Nas Caldas nasciam então a Água de Mesa Areeiro, assim como a gasosa e a laranjada com a mesma marca. A Frutol, que ainda hoje se mantém no mercado, foi lançada no ano seguinte. “Um dos aspectos que diferenciava os nossos produtos era a qualidade, pela vantagem de serem feitos com a água de nascente”, realça Domingo Perez.
É na década de 70 que se dá o investimento na Serra do Gerês, com a captação e engarrafamento da água do Fastio. O processo iniciou-se em 1972, mas viria a sofrer com a conjuntura difícil posterior à revolução do 25 de Abril. A construção da fábrica começou em 1976 e no final de 1979 iniciou-se a comercialização da Água do Fastio.
MULTINACIONAIS MUDARAM O MERCADO
A envergadura do projecto Fastio não fez, contudo, esmorecer a aposta nas instalações caldenses. O mercado de refrigerantes estava a sofrer na década de 80 uma mudança drástica com a entrada das grandes multinacionais e a Águas do Areeiro não perdeu esse comboio. Aliou-se à espanhola KAS, que entrou inclusivamente na estrutura societária da empresa, em 1983. A fábrica caldense sofreu grandes remodelações para dar resposta a este projecto, que envolvia a produção dos refrigerantes na fábrica da Quinta do Areeiro.
“As coisas foram correndo bem, mas com a morte de um dos donos da KAS houve uma alteração societária e entrámos em acordo com os novos accionistas para acabar com a parceria”, recorda Domingo Perez. Esta reversão aconteceu já no início da década de 1990.
Para manter a produção com a saída da KAS, a Águas do Areeiro passou a produzir marcas brancas para as diversas cadeias de supermercados e para outros clientes, mantendo ainda os seus produtos.
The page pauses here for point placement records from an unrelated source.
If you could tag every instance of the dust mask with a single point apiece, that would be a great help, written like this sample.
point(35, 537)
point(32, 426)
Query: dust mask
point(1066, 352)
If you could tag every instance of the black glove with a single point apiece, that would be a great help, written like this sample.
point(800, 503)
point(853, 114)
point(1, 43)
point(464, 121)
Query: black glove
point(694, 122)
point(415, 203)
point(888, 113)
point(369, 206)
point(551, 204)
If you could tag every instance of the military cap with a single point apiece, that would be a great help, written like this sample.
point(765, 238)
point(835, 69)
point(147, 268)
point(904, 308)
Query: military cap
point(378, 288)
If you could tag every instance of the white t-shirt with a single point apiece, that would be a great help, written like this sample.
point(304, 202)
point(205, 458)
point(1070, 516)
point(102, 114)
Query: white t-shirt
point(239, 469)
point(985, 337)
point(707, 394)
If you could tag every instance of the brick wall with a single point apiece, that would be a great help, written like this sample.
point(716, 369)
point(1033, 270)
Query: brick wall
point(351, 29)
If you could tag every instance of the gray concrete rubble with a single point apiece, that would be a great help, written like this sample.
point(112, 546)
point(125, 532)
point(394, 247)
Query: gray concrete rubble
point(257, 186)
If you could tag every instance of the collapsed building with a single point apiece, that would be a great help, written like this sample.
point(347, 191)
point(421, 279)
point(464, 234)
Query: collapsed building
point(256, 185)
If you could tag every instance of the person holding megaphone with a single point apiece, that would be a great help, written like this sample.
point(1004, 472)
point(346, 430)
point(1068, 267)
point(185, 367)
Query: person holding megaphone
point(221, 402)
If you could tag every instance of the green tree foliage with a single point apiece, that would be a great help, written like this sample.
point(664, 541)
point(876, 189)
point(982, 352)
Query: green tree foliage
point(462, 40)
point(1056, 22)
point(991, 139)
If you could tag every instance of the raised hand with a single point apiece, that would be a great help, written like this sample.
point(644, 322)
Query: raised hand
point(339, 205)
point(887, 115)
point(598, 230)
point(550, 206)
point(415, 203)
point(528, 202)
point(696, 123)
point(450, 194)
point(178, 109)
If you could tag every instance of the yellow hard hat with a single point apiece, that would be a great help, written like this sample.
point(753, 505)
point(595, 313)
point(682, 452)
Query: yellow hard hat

Hoje a empresa mantém a sede nas Caldas, apesar de ter a administração repartida com escritórios em Lisboa. José Luís Perez afirma que a empresa tem orgulho em “levar o nome das Caldas, e da Serra do Gerês, nos nossos produtos, porque nos identificamos sempre com as origens”.
Apesar da dimensão que a empresa atingiu, Domingo Perez afirma que continua a ser uma empresa familiar, não só porque a estrutura accionista se mantém na família, como pelo espírito que existe com os seus trabalhadores. Dos 200 colaboradores, 54 estão na empresa há mais de 30 anos, e outros 93 já contam com mais de 10 anos de casa.
“Nos momentos mais difíceis que a empresa teve que ultrapassar, a força maior foram os trabalhadores e por isso digo que é uma empresa familiar”, termina Domingo Perez.